Seit Beginn ihrer Beziehung haben die zwei getrennte Konten und zum Verwalten der gemeinsamen Ausgaben verwenden sie die App „Splitwise“. Regina war Wirtschaftsprüferin von Beruf und legt daher großen Wert auf Genauigkeit. So wird jede noch so kleine Ausgabe festgehalten, um am Ende des Monats abzurechnen, wer wem was schuldet.
„Wir teilen wirklich alles. Sogar das Trinkgeld bei einem gemeinsamen Restaurantbesuch“, sagt Thomas. Hat einer von ihnen einmal eine größere Ausgabe nur für sich zu verbuchen, wie beispielsweise eine neue Kamera für Thomas, dann bezahlt sich das jeder selbst. Portable Kajaks extra für die Weltreise hat sich Thomas unbedingt eingebildet. „Ihr war es das Geld nicht wert. Also habe ich beide bezahlt. Das System funktioniert super für uns.“
Der Bezug zu Geld hat sich geändert
In Sachen Geld streitet das Paar kaum. In einem Punkt gab es vor kurzem aber doch immer wieder Diskussionen: „Wenn etwas kaputt geht, bin ich der Typ Mensch, der es sofort neu kaufen will. Regina repariert die Dinge und schmeißt sie nicht gleich weg. Aber sie hat mir beigebracht, bewusster mit Geld und auch mit unserem Hab und Gut umzugehen.“
Seit elf Monaten ist das Paar nun auf Weltreise. Ein weiteres Jahr soll es mindestens noch werden – das ist abhängig davon, wie gut das Paar auch künftig mit Geld umgehen wird. Etwa 1200 Euro brauchen sie im Monat für das Leben auf vier Rädern. Ihr Startkapital waren 40.000 Euro Erspartes. Ihre größten Ausgabeposten: Treibstoff und Essen. Thomas dazu: „Natürlich geht man mit Geld anders um, wenn man weiß, dass jetzt nichts mehr herein kommt. Und für uns bedeutet jeder Euro, den wir nicht ausgeben, dass wir länger reisen können. Spontankäufe gibt es daher nicht mehr und jede Ausgabe wird vorab besprochen.“
Fragen und Antworten zu finanziellen Regelungen in einer Lebensgemeinschaft oder Ehe
Welche finanziellen Ansprüche und Verpflichtungen bestehen in einer nicht ehelichen Lebensgemeinschaft?

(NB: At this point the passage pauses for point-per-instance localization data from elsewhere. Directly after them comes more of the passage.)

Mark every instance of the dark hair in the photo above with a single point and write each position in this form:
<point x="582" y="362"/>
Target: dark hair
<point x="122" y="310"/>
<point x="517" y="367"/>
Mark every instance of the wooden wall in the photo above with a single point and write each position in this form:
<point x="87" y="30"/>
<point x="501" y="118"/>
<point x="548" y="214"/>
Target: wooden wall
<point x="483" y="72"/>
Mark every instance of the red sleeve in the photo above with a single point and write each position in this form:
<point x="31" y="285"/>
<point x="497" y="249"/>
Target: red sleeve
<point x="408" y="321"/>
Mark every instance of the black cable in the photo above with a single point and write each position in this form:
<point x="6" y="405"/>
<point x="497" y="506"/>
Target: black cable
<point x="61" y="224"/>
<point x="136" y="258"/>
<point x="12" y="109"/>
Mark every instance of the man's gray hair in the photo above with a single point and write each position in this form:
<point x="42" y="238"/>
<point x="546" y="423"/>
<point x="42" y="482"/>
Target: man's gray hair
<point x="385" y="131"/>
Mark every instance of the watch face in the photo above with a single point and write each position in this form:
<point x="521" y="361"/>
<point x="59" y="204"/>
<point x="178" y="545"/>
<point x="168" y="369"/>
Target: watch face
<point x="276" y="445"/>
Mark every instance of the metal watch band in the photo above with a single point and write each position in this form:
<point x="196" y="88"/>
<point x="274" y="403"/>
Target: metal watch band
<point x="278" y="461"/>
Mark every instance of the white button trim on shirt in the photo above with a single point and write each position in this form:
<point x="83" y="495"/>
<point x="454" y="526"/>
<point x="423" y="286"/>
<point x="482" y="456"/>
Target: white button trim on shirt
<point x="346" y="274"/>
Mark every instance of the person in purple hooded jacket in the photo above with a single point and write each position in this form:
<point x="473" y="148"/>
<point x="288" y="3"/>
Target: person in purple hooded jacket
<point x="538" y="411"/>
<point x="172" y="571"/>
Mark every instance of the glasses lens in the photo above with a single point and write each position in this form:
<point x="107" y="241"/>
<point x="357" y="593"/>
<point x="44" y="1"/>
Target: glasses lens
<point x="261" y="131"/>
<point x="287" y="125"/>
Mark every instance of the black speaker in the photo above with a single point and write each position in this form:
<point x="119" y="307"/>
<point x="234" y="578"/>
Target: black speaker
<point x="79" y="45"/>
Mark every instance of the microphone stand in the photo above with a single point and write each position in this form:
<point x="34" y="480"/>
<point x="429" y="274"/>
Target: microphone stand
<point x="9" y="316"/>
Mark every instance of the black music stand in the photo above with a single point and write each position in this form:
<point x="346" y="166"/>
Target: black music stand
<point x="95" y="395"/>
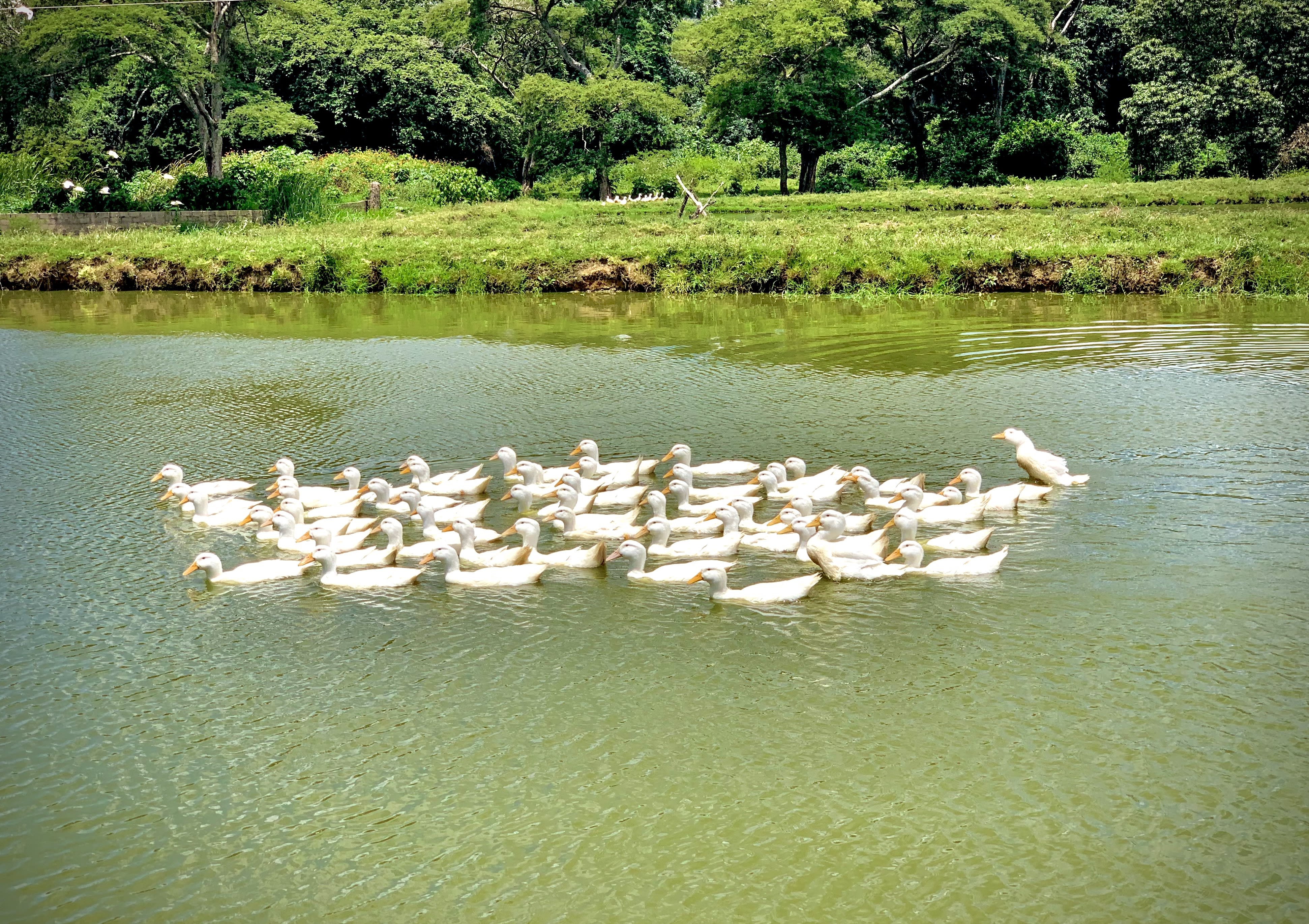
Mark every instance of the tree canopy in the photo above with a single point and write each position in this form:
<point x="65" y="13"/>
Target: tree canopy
<point x="972" y="89"/>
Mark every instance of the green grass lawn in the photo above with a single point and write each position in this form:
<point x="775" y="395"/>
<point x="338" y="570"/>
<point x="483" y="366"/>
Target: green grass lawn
<point x="1073" y="236"/>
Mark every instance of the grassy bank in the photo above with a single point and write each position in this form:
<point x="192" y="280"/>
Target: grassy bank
<point x="1076" y="236"/>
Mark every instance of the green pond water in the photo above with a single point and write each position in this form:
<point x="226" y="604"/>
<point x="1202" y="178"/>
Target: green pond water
<point x="1113" y="728"/>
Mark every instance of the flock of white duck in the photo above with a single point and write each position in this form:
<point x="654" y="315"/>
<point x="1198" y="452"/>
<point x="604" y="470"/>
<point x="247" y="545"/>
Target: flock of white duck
<point x="700" y="528"/>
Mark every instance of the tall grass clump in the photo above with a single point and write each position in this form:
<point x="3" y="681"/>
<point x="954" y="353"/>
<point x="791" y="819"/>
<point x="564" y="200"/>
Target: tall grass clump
<point x="22" y="177"/>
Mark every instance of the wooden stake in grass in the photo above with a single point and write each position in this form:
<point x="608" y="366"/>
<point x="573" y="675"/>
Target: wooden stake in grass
<point x="700" y="206"/>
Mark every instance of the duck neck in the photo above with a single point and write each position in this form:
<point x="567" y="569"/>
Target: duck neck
<point x="718" y="583"/>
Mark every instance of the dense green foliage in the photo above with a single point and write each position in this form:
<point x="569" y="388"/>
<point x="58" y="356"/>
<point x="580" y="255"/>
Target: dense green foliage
<point x="596" y="97"/>
<point x="1176" y="236"/>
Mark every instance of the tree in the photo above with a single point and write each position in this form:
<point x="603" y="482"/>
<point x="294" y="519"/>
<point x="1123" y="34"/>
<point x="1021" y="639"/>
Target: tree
<point x="1209" y="84"/>
<point x="369" y="88"/>
<point x="789" y="66"/>
<point x="604" y="120"/>
<point x="161" y="37"/>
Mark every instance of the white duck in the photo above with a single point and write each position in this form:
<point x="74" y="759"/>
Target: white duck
<point x="681" y="453"/>
<point x="853" y="570"/>
<point x="227" y="516"/>
<point x="668" y="574"/>
<point x="215" y="489"/>
<point x="335" y="512"/>
<point x="289" y="532"/>
<point x="596" y="525"/>
<point x="625" y="498"/>
<point x="252" y="572"/>
<point x="570" y="498"/>
<point x="351" y="476"/>
<point x="833" y="537"/>
<point x="951" y="512"/>
<point x="385" y="498"/>
<point x="952" y="542"/>
<point x="681" y="493"/>
<point x="1046" y="468"/>
<point x="978" y="565"/>
<point x="768" y="481"/>
<point x="805" y="532"/>
<point x="590" y="557"/>
<point x="510" y="576"/>
<point x="311" y="495"/>
<point x="448" y="515"/>
<point x="798" y="482"/>
<point x="261" y="516"/>
<point x="501" y="558"/>
<point x="701" y="495"/>
<point x="714" y="546"/>
<point x="1005" y="497"/>
<point x="707" y="525"/>
<point x="510" y="464"/>
<point x="375" y="558"/>
<point x="592" y="449"/>
<point x="181" y="491"/>
<point x="778" y="541"/>
<point x="757" y="595"/>
<point x="360" y="580"/>
<point x="435" y="531"/>
<point x="533" y="479"/>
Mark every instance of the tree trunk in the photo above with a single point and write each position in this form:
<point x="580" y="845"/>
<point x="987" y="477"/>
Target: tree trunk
<point x="808" y="169"/>
<point x="999" y="95"/>
<point x="782" y="159"/>
<point x="216" y="49"/>
<point x="917" y="137"/>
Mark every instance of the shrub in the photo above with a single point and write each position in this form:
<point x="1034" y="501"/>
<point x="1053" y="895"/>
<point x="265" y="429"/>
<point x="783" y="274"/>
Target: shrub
<point x="962" y="150"/>
<point x="862" y="167"/>
<point x="1037" y="150"/>
<point x="22" y="177"/>
<point x="1100" y="156"/>
<point x="1294" y="154"/>
<point x="201" y="193"/>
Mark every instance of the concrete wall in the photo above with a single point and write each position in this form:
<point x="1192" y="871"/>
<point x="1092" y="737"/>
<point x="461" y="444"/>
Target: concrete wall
<point x="78" y="223"/>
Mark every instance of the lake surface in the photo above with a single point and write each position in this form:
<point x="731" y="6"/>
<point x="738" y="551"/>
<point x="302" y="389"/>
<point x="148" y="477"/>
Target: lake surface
<point x="1112" y="729"/>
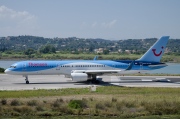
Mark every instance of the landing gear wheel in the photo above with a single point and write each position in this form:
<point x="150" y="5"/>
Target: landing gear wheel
<point x="27" y="82"/>
<point x="26" y="79"/>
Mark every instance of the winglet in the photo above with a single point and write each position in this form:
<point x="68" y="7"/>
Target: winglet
<point x="95" y="58"/>
<point x="130" y="66"/>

Grundsätzlich kaum welche, Unterhaltsansprüche bestehen keine. Es macht rechtlich gesehen auch keinen Unterschied, ob man getrennt lebt oder in einer gemeinsamen Wohnung. Kurz gesagt: Man ist auf sich selbst gestellt. In der Ehe gibt es mehr Rechtssicherheit.

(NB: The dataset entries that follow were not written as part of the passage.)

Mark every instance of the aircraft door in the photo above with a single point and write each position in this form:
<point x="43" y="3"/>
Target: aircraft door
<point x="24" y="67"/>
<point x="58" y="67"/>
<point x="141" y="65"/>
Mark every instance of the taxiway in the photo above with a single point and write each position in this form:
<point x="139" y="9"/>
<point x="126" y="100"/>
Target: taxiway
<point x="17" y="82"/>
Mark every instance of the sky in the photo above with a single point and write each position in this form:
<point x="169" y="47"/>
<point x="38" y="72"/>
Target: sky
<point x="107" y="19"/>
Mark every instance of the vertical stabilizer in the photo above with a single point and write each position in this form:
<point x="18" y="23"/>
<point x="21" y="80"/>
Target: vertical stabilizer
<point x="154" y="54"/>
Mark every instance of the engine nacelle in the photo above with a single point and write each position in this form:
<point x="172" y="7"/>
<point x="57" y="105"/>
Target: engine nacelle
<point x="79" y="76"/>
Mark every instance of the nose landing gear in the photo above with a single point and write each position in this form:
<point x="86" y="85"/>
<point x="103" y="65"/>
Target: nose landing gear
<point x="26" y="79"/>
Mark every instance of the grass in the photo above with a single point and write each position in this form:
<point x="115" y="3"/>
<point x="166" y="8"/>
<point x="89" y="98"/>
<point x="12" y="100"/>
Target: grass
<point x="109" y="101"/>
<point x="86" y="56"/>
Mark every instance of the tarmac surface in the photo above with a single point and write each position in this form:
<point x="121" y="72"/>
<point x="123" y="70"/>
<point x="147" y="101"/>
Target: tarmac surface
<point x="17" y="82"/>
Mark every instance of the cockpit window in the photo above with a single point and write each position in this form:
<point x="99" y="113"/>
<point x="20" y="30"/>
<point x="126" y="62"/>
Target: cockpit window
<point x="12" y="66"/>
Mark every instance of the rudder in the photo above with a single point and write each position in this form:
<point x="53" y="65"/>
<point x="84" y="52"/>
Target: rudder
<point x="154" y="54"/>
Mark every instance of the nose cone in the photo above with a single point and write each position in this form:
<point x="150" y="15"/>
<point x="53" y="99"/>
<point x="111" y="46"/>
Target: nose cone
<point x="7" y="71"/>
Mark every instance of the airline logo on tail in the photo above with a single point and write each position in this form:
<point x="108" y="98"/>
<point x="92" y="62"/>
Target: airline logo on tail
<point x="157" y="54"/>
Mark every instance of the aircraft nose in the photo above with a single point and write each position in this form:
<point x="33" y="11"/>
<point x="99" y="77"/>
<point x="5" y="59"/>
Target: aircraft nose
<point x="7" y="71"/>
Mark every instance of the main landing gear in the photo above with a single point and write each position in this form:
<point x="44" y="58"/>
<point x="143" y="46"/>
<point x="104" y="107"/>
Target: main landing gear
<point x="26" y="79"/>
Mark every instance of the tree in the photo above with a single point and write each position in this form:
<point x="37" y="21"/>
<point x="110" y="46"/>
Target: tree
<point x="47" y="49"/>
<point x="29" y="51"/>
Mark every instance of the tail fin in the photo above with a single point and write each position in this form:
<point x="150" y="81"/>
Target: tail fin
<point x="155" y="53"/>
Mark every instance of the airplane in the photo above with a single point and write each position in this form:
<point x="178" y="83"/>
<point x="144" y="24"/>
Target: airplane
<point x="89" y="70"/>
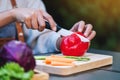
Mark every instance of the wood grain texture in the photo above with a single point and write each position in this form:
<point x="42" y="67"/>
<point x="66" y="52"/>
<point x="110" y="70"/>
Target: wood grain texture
<point x="96" y="61"/>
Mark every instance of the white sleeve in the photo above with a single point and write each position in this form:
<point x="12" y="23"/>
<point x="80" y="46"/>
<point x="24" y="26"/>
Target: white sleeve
<point x="40" y="42"/>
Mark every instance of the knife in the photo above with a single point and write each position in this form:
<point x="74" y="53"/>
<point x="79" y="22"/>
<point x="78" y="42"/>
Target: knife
<point x="65" y="32"/>
<point x="59" y="30"/>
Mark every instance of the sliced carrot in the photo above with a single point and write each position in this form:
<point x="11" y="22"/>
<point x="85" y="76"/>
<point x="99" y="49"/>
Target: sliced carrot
<point x="56" y="63"/>
<point x="47" y="61"/>
<point x="59" y="59"/>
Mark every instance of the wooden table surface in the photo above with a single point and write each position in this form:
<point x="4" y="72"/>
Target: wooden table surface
<point x="111" y="72"/>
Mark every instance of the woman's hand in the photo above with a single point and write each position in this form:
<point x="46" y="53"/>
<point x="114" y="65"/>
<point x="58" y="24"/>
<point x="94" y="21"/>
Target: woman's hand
<point x="86" y="29"/>
<point x="34" y="19"/>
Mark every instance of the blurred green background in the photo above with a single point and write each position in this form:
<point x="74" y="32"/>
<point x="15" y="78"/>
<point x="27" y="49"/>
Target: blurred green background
<point x="104" y="15"/>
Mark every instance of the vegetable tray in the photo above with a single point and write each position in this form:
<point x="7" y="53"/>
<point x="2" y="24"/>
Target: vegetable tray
<point x="96" y="61"/>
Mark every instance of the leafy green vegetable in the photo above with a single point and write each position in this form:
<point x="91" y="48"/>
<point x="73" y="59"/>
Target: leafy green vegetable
<point x="12" y="71"/>
<point x="40" y="57"/>
<point x="78" y="58"/>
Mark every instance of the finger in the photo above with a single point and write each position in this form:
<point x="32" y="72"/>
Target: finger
<point x="34" y="21"/>
<point x="92" y="35"/>
<point x="41" y="21"/>
<point x="28" y="22"/>
<point x="50" y="20"/>
<point x="88" y="29"/>
<point x="81" y="26"/>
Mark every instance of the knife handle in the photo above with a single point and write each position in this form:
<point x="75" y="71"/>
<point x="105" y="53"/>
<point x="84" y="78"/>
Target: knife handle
<point x="48" y="26"/>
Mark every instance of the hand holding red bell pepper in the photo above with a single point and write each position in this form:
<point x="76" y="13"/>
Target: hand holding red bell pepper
<point x="74" y="45"/>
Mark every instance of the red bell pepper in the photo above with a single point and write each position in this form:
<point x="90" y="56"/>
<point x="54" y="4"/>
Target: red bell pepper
<point x="74" y="45"/>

Was ändert sich im Falle gemeinsamer Kinder in einer nicht ehelichen Lebensgemeinschaft?
Es ändert sich nichts hinsichtlich der eigenen Ansprüche. Aber für die Kinder gelten dieselben Ansprüche wie in einer Ehe. Sprich, beide Elternteile müssen finanziell für die Kinder sorgen, in welcher Höhe ist nicht geregelt. Und bei einer getrennten Haushaltsführung sind Alimente fällig. Die Höhe der Alimente ist abhängig von verschiedenen Faktoren: vor allem von der Aufteilung der Betreuungszeit, vom Einkommen des zahlungspflichtigen Elternteils und vom Alter der Kinder.
Bringt eine Ehe steuerliche Vorteile?
Nein.
Besteht in einer Ehe die Pflicht, den anderen finanziell zu versorgen, falls dieser das selber nicht kann?
Grundsätzlich ja. Im AGBG (Allgemeines bürgerliches Gesetzbuch) § 94 heißt es unter anderem: „Die Ehegatten haben nach ihren Kräften und gemäß der Gestaltung ihrer ehelichen Lebensgemeinschaft zur Deckung der ihren Lebensverhältnissen angemessenen Bedürfnisse gemeinsam beizutragen.“ Was genau unter „angemessen“ zu verstehen ist, ist aber nicht geregelt. Andererseits wird in einer aufrechten Ehe wohl kaum einer den anderen auf Geldanspruch klagen, solange die Ehe gut läuft.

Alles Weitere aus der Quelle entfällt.